Photo_20210306114901

 このように、西本願寺・東本願寺・渉成園(枳殻邸)が造立されたため、御前通は分断されることとなりました。

 ということで、「中珠数屋町通」は御前通の一部の別名であり、その「御前通」は正面通の一部の別名ということになるのです。そして、御前通という呼称は西本願寺寺内町(古寺内)と東本願寺寺内町(新寺内)の両寺内の範囲での通称であったことが判ります。
 そうしたことを、宝暦12年(1762)刊の『京町鑑』は次のように記しています。
 「◯中珠數屋町通  一名御前通 △此通東は東本願寺百間屋敷にて行あたり 西は西本願寺前にて行當也」
 つまり、中珠数屋町通は御前通の別名であり、御前通は百間屋敷(渉成園)と西本願寺の間を言うとしているのです。そしてこの記述のすぐ後には、御前通に面した町々の名前を、東は廿人講町から西は珠数屋町まで列挙しています。

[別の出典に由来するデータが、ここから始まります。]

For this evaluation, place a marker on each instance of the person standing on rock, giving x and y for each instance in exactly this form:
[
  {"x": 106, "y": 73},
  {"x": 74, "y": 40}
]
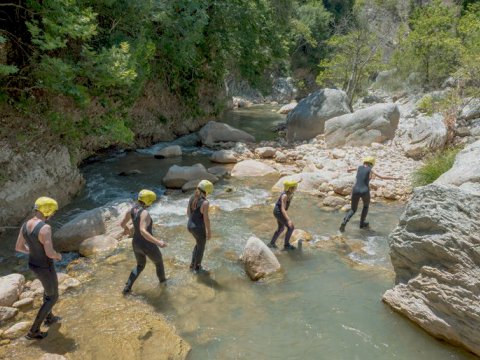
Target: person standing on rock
[
  {"x": 280, "y": 213},
  {"x": 144, "y": 243},
  {"x": 199, "y": 222},
  {"x": 361, "y": 190},
  {"x": 35, "y": 240}
]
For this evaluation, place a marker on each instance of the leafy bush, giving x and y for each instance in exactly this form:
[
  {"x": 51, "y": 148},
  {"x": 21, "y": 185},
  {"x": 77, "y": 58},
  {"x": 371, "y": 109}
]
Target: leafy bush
[{"x": 435, "y": 166}]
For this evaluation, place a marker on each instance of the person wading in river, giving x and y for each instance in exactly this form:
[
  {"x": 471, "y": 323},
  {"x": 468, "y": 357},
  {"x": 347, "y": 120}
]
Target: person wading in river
[
  {"x": 144, "y": 243},
  {"x": 361, "y": 190},
  {"x": 280, "y": 213},
  {"x": 199, "y": 222},
  {"x": 35, "y": 240}
]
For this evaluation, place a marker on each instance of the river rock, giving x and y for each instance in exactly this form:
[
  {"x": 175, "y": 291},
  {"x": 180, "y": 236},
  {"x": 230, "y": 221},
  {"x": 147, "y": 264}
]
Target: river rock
[
  {"x": 6, "y": 313},
  {"x": 214, "y": 132},
  {"x": 258, "y": 259},
  {"x": 307, "y": 119},
  {"x": 169, "y": 151},
  {"x": 16, "y": 330},
  {"x": 97, "y": 244},
  {"x": 466, "y": 167},
  {"x": 435, "y": 255},
  {"x": 376, "y": 123},
  {"x": 249, "y": 168},
  {"x": 285, "y": 109},
  {"x": 265, "y": 152},
  {"x": 177, "y": 176},
  {"x": 11, "y": 286},
  {"x": 310, "y": 181},
  {"x": 422, "y": 136},
  {"x": 224, "y": 157}
]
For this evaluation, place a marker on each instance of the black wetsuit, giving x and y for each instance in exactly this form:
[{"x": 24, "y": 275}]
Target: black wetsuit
[
  {"x": 282, "y": 222},
  {"x": 142, "y": 248},
  {"x": 196, "y": 226},
  {"x": 43, "y": 267},
  {"x": 361, "y": 190}
]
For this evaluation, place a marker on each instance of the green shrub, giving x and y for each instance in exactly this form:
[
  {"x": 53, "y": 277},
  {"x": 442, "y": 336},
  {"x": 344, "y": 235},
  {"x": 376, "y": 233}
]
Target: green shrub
[{"x": 435, "y": 166}]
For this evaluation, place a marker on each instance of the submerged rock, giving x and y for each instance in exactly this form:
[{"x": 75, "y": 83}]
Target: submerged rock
[
  {"x": 258, "y": 259},
  {"x": 436, "y": 257}
]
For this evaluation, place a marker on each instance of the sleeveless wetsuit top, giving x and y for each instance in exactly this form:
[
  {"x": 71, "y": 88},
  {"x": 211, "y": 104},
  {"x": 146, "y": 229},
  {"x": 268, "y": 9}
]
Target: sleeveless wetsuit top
[
  {"x": 37, "y": 256},
  {"x": 137, "y": 235},
  {"x": 363, "y": 180}
]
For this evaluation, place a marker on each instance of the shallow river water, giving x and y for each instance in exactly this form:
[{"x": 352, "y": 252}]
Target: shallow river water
[{"x": 324, "y": 304}]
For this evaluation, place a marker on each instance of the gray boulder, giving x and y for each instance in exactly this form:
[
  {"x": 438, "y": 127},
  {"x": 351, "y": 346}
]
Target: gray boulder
[
  {"x": 169, "y": 151},
  {"x": 258, "y": 259},
  {"x": 214, "y": 132},
  {"x": 177, "y": 176},
  {"x": 307, "y": 119},
  {"x": 466, "y": 167},
  {"x": 435, "y": 255},
  {"x": 376, "y": 123},
  {"x": 422, "y": 136}
]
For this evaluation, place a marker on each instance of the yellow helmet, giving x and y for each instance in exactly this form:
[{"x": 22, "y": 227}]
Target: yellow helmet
[
  {"x": 45, "y": 205},
  {"x": 369, "y": 160},
  {"x": 287, "y": 184},
  {"x": 147, "y": 197},
  {"x": 205, "y": 186}
]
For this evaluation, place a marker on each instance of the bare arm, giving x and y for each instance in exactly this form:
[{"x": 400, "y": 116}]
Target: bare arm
[
  {"x": 21, "y": 245},
  {"x": 385, "y": 177},
  {"x": 45, "y": 237},
  {"x": 144, "y": 218},
  {"x": 126, "y": 218},
  {"x": 206, "y": 218}
]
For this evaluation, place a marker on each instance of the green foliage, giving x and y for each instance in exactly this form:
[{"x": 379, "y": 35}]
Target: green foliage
[
  {"x": 435, "y": 166},
  {"x": 431, "y": 46}
]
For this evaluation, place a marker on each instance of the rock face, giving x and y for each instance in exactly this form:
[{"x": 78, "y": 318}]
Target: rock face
[
  {"x": 44, "y": 172},
  {"x": 97, "y": 244},
  {"x": 466, "y": 167},
  {"x": 11, "y": 287},
  {"x": 307, "y": 119},
  {"x": 248, "y": 168},
  {"x": 86, "y": 225},
  {"x": 376, "y": 123},
  {"x": 422, "y": 136},
  {"x": 436, "y": 257},
  {"x": 177, "y": 176},
  {"x": 224, "y": 157},
  {"x": 259, "y": 260},
  {"x": 169, "y": 151},
  {"x": 214, "y": 132}
]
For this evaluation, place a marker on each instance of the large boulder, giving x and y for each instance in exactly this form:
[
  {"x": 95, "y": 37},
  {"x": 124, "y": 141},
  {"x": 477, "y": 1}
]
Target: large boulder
[
  {"x": 11, "y": 286},
  {"x": 436, "y": 258},
  {"x": 466, "y": 167},
  {"x": 169, "y": 151},
  {"x": 422, "y": 136},
  {"x": 177, "y": 176},
  {"x": 214, "y": 132},
  {"x": 88, "y": 224},
  {"x": 310, "y": 181},
  {"x": 258, "y": 259},
  {"x": 376, "y": 123},
  {"x": 249, "y": 168},
  {"x": 224, "y": 157},
  {"x": 307, "y": 119},
  {"x": 97, "y": 244}
]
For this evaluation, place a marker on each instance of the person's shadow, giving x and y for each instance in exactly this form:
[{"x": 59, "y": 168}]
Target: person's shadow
[{"x": 55, "y": 342}]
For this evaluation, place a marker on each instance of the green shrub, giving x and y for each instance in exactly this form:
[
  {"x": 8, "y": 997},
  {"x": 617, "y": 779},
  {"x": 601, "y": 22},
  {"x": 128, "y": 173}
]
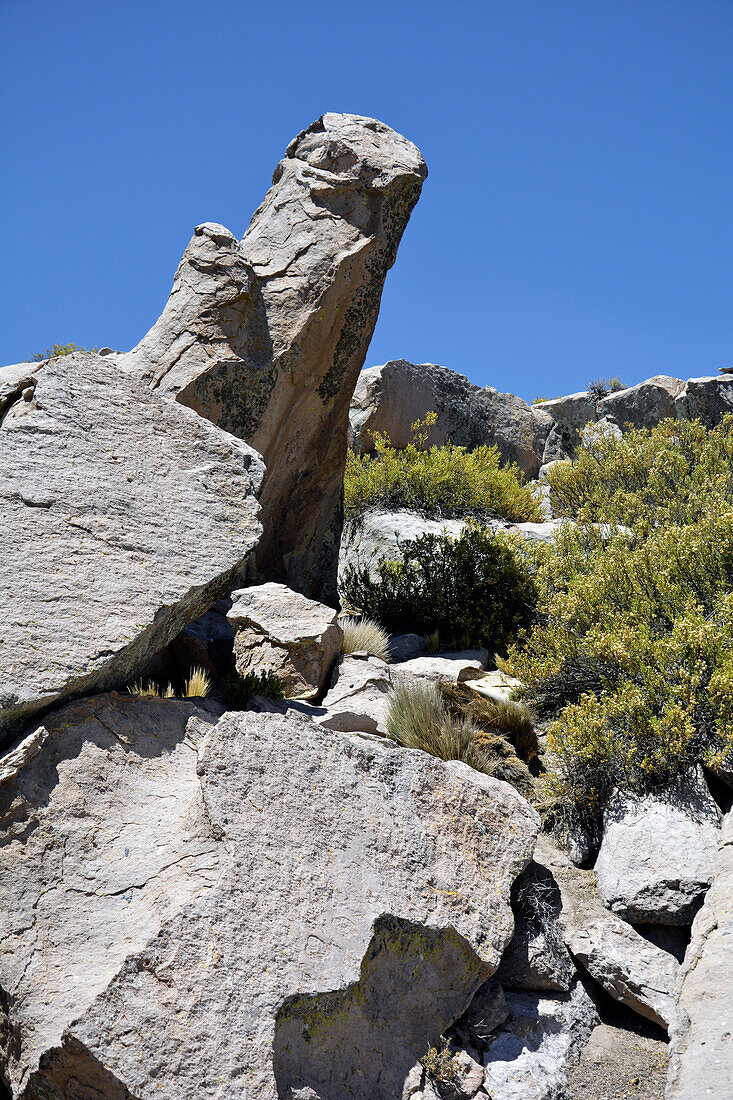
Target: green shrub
[
  {"x": 437, "y": 481},
  {"x": 56, "y": 350},
  {"x": 671, "y": 474},
  {"x": 474, "y": 590},
  {"x": 632, "y": 650},
  {"x": 239, "y": 690}
]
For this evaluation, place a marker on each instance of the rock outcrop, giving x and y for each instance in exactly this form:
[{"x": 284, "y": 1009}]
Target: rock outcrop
[
  {"x": 390, "y": 398},
  {"x": 266, "y": 337},
  {"x": 303, "y": 888},
  {"x": 123, "y": 517},
  {"x": 282, "y": 631},
  {"x": 701, "y": 1032},
  {"x": 657, "y": 854}
]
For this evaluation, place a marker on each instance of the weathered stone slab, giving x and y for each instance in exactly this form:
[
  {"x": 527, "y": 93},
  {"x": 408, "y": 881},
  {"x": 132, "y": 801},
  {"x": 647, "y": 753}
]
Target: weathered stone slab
[
  {"x": 656, "y": 857},
  {"x": 282, "y": 631},
  {"x": 701, "y": 1031},
  {"x": 390, "y": 398},
  {"x": 266, "y": 337},
  {"x": 318, "y": 884},
  {"x": 123, "y": 517}
]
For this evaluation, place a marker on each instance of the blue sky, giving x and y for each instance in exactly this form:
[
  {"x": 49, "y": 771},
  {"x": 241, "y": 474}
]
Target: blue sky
[{"x": 576, "y": 221}]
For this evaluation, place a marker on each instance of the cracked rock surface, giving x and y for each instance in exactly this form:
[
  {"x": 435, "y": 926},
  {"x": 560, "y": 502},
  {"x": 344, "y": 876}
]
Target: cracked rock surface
[
  {"x": 123, "y": 517},
  {"x": 266, "y": 337},
  {"x": 241, "y": 910}
]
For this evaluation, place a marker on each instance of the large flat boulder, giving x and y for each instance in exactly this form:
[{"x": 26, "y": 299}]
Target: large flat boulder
[
  {"x": 282, "y": 631},
  {"x": 390, "y": 398},
  {"x": 266, "y": 336},
  {"x": 123, "y": 517},
  {"x": 701, "y": 1032},
  {"x": 259, "y": 909},
  {"x": 657, "y": 854}
]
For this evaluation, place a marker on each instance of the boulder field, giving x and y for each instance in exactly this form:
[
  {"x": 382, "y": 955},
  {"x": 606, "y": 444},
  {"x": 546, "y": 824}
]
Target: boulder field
[{"x": 266, "y": 898}]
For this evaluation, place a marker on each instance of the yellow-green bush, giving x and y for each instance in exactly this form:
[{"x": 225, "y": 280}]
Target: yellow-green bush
[
  {"x": 631, "y": 655},
  {"x": 437, "y": 481}
]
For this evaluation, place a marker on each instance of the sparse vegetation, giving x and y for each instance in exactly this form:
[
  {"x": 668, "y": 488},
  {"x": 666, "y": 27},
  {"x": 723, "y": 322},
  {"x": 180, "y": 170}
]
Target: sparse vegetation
[
  {"x": 198, "y": 683},
  {"x": 601, "y": 387},
  {"x": 57, "y": 350},
  {"x": 440, "y": 1063},
  {"x": 632, "y": 651},
  {"x": 364, "y": 636},
  {"x": 239, "y": 690},
  {"x": 436, "y": 481},
  {"x": 424, "y": 716},
  {"x": 474, "y": 590}
]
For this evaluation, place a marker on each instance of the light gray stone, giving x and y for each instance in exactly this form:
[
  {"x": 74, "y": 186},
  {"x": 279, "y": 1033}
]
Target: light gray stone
[
  {"x": 701, "y": 1031},
  {"x": 318, "y": 886},
  {"x": 532, "y": 1056},
  {"x": 123, "y": 517},
  {"x": 358, "y": 699},
  {"x": 105, "y": 836},
  {"x": 282, "y": 631},
  {"x": 266, "y": 336},
  {"x": 380, "y": 534},
  {"x": 706, "y": 399},
  {"x": 630, "y": 968},
  {"x": 404, "y": 647},
  {"x": 657, "y": 854},
  {"x": 450, "y": 668},
  {"x": 390, "y": 398},
  {"x": 644, "y": 405}
]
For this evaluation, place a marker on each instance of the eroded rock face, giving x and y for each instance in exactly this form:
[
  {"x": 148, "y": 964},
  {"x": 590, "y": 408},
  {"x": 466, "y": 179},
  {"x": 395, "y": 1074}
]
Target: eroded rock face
[
  {"x": 303, "y": 889},
  {"x": 266, "y": 337},
  {"x": 390, "y": 398},
  {"x": 701, "y": 1031},
  {"x": 123, "y": 517},
  {"x": 282, "y": 631},
  {"x": 656, "y": 858}
]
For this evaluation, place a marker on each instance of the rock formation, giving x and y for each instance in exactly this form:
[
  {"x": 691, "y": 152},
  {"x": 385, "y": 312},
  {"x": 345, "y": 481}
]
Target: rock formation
[
  {"x": 123, "y": 517},
  {"x": 266, "y": 337},
  {"x": 391, "y": 398},
  {"x": 255, "y": 902}
]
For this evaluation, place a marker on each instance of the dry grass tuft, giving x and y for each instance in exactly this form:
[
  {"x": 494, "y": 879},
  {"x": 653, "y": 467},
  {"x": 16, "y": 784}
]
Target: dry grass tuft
[
  {"x": 150, "y": 688},
  {"x": 364, "y": 636},
  {"x": 198, "y": 684}
]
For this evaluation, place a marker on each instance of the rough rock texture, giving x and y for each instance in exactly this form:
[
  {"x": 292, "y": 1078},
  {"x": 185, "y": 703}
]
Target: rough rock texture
[
  {"x": 532, "y": 1056},
  {"x": 706, "y": 399},
  {"x": 631, "y": 969},
  {"x": 306, "y": 887},
  {"x": 645, "y": 404},
  {"x": 282, "y": 631},
  {"x": 656, "y": 857},
  {"x": 701, "y": 1032},
  {"x": 358, "y": 697},
  {"x": 266, "y": 337},
  {"x": 379, "y": 534},
  {"x": 105, "y": 836},
  {"x": 123, "y": 517},
  {"x": 392, "y": 397}
]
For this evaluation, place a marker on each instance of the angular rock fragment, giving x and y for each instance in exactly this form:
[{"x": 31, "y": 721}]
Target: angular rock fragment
[
  {"x": 630, "y": 968},
  {"x": 656, "y": 858},
  {"x": 358, "y": 699},
  {"x": 701, "y": 1031},
  {"x": 282, "y": 631},
  {"x": 532, "y": 1056},
  {"x": 123, "y": 517},
  {"x": 389, "y": 399},
  {"x": 313, "y": 903},
  {"x": 266, "y": 337}
]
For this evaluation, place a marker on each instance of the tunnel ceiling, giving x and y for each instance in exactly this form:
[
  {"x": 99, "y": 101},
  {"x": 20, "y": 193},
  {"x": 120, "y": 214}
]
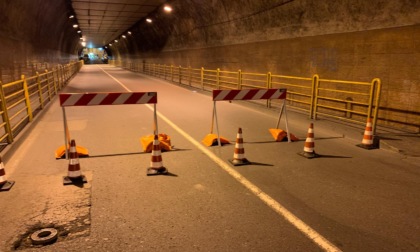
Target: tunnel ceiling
[{"x": 101, "y": 21}]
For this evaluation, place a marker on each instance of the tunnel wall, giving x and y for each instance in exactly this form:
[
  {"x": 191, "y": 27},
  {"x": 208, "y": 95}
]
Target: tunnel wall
[
  {"x": 345, "y": 39},
  {"x": 35, "y": 35}
]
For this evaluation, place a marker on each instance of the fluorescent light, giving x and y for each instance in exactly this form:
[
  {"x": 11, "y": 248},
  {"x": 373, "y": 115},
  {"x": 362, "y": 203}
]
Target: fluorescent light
[{"x": 167, "y": 8}]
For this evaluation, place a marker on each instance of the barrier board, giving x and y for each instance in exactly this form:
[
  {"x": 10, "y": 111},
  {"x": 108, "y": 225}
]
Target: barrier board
[{"x": 250, "y": 94}]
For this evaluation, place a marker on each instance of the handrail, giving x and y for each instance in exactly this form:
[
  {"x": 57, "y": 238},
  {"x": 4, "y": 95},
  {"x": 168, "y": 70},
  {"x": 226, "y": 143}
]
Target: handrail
[
  {"x": 22, "y": 99},
  {"x": 353, "y": 101}
]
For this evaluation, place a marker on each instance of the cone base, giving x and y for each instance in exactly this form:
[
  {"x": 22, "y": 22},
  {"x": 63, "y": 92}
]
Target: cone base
[
  {"x": 157, "y": 171},
  {"x": 74, "y": 181},
  {"x": 367, "y": 146},
  {"x": 308, "y": 155},
  {"x": 7, "y": 186},
  {"x": 238, "y": 162},
  {"x": 61, "y": 152}
]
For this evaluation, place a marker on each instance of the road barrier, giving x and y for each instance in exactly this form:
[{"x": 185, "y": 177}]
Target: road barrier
[
  {"x": 351, "y": 101},
  {"x": 95, "y": 99},
  {"x": 23, "y": 99},
  {"x": 250, "y": 94}
]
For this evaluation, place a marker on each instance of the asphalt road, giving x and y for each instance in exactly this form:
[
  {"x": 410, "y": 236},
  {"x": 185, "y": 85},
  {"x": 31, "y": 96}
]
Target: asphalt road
[{"x": 348, "y": 199}]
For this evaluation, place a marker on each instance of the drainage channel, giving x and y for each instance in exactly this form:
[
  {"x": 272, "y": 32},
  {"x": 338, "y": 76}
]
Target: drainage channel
[{"x": 41, "y": 235}]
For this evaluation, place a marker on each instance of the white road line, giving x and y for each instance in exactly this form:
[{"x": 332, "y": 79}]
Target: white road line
[{"x": 273, "y": 204}]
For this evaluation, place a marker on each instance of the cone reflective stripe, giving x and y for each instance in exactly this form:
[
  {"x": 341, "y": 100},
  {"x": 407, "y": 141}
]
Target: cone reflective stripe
[
  {"x": 4, "y": 184},
  {"x": 368, "y": 139},
  {"x": 239, "y": 152},
  {"x": 308, "y": 149},
  {"x": 310, "y": 143},
  {"x": 156, "y": 160},
  {"x": 156, "y": 164},
  {"x": 74, "y": 174},
  {"x": 2, "y": 174},
  {"x": 74, "y": 165},
  {"x": 368, "y": 135}
]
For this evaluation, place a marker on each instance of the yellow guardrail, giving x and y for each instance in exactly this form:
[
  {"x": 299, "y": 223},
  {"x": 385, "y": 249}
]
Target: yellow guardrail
[
  {"x": 22, "y": 99},
  {"x": 352, "y": 101}
]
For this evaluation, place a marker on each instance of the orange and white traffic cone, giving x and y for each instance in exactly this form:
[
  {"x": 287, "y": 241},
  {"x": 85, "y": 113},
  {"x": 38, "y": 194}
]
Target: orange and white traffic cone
[
  {"x": 156, "y": 165},
  {"x": 239, "y": 152},
  {"x": 308, "y": 149},
  {"x": 367, "y": 141},
  {"x": 74, "y": 173},
  {"x": 4, "y": 184}
]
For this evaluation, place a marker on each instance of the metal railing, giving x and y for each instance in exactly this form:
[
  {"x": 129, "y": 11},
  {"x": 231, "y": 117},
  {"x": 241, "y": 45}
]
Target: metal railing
[
  {"x": 352, "y": 101},
  {"x": 22, "y": 99}
]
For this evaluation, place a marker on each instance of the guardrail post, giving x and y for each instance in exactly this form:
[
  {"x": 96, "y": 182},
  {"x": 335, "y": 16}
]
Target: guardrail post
[
  {"x": 218, "y": 78},
  {"x": 27, "y": 99},
  {"x": 41, "y": 99},
  {"x": 376, "y": 81},
  {"x": 180, "y": 74},
  {"x": 189, "y": 75},
  {"x": 314, "y": 96},
  {"x": 54, "y": 82},
  {"x": 268, "y": 85},
  {"x": 5, "y": 115},
  {"x": 239, "y": 79},
  {"x": 202, "y": 78}
]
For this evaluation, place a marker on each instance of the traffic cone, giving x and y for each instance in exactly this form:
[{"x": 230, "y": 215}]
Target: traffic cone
[
  {"x": 308, "y": 149},
  {"x": 4, "y": 184},
  {"x": 239, "y": 153},
  {"x": 74, "y": 174},
  {"x": 367, "y": 141},
  {"x": 156, "y": 165}
]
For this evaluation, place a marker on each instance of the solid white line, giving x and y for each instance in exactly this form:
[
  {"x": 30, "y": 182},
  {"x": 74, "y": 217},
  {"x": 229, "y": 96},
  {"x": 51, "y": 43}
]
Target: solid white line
[{"x": 273, "y": 204}]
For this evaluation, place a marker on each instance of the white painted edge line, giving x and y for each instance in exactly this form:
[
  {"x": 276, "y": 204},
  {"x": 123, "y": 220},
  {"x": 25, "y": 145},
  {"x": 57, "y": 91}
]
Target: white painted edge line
[{"x": 273, "y": 204}]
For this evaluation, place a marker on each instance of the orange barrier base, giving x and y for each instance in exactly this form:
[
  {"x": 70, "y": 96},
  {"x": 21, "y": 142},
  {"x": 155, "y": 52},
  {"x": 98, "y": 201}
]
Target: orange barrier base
[
  {"x": 164, "y": 142},
  {"x": 211, "y": 140},
  {"x": 74, "y": 181},
  {"x": 6, "y": 186},
  {"x": 281, "y": 135}
]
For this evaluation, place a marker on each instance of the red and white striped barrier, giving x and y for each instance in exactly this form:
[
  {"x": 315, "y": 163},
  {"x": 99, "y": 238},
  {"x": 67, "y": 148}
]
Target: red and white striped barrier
[
  {"x": 91, "y": 99},
  {"x": 249, "y": 94}
]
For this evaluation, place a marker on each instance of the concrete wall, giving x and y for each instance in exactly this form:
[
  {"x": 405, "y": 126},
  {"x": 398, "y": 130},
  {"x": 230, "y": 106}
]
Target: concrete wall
[
  {"x": 35, "y": 35},
  {"x": 344, "y": 39}
]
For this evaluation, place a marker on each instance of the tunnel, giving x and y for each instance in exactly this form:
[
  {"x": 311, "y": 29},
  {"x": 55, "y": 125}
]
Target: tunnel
[{"x": 209, "y": 125}]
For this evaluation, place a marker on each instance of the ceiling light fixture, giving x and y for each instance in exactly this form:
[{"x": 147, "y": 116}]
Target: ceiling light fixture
[{"x": 167, "y": 8}]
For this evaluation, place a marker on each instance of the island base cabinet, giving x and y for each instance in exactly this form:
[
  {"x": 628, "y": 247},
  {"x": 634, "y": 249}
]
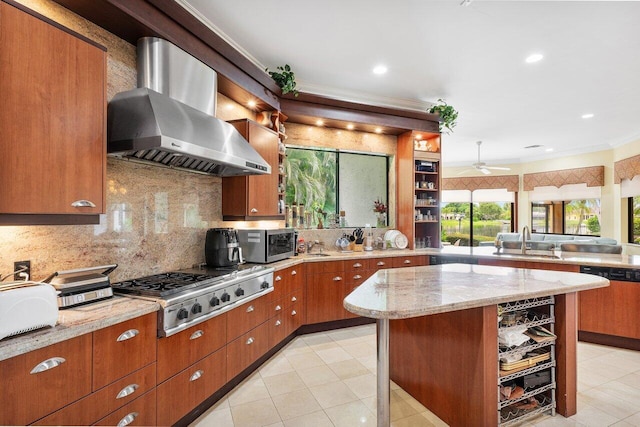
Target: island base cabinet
[
  {"x": 39, "y": 382},
  {"x": 183, "y": 392}
]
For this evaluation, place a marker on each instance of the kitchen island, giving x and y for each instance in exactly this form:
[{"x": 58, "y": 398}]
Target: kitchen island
[{"x": 438, "y": 334}]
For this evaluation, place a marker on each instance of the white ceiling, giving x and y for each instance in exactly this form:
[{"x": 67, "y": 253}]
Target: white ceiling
[{"x": 472, "y": 56}]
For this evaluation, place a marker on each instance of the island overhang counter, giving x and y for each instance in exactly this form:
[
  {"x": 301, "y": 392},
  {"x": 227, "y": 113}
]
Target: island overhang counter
[{"x": 437, "y": 332}]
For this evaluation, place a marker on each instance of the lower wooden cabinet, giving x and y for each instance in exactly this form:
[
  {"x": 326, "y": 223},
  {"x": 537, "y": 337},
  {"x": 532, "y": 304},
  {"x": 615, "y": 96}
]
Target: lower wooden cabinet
[
  {"x": 103, "y": 402},
  {"x": 140, "y": 412},
  {"x": 180, "y": 394},
  {"x": 37, "y": 383}
]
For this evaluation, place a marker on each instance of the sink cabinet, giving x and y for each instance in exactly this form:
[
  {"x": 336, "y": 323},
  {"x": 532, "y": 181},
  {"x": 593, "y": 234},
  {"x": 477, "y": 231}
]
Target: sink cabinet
[{"x": 52, "y": 124}]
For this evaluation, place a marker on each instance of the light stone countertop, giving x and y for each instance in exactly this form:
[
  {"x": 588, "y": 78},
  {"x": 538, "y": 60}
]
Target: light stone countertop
[
  {"x": 76, "y": 321},
  {"x": 401, "y": 293}
]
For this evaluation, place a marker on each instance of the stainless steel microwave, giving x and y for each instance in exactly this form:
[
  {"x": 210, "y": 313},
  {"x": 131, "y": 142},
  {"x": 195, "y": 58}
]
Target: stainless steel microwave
[{"x": 264, "y": 246}]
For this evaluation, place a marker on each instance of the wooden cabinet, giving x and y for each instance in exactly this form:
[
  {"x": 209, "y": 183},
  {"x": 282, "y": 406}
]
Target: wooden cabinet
[
  {"x": 418, "y": 188},
  {"x": 255, "y": 196},
  {"x": 181, "y": 393},
  {"x": 183, "y": 349},
  {"x": 123, "y": 348},
  {"x": 39, "y": 382},
  {"x": 52, "y": 124}
]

 ちなみに、『京都坊目誌』も同様に、「正面通 東は大佛方廣寺前に起り。西は東枳殻馬塲に至る。西にて凡中珠數屋町其西にて御前通に當る。大佛正面通と云ふ意なり。」と記しています。ただ、中珠数屋町通が御前通の別名であることに、直接には言及していません。
【註】引用文中の「東枳穀馬場」は、渉成園(枳殻邸)の東側で、現在では河原町通になっている。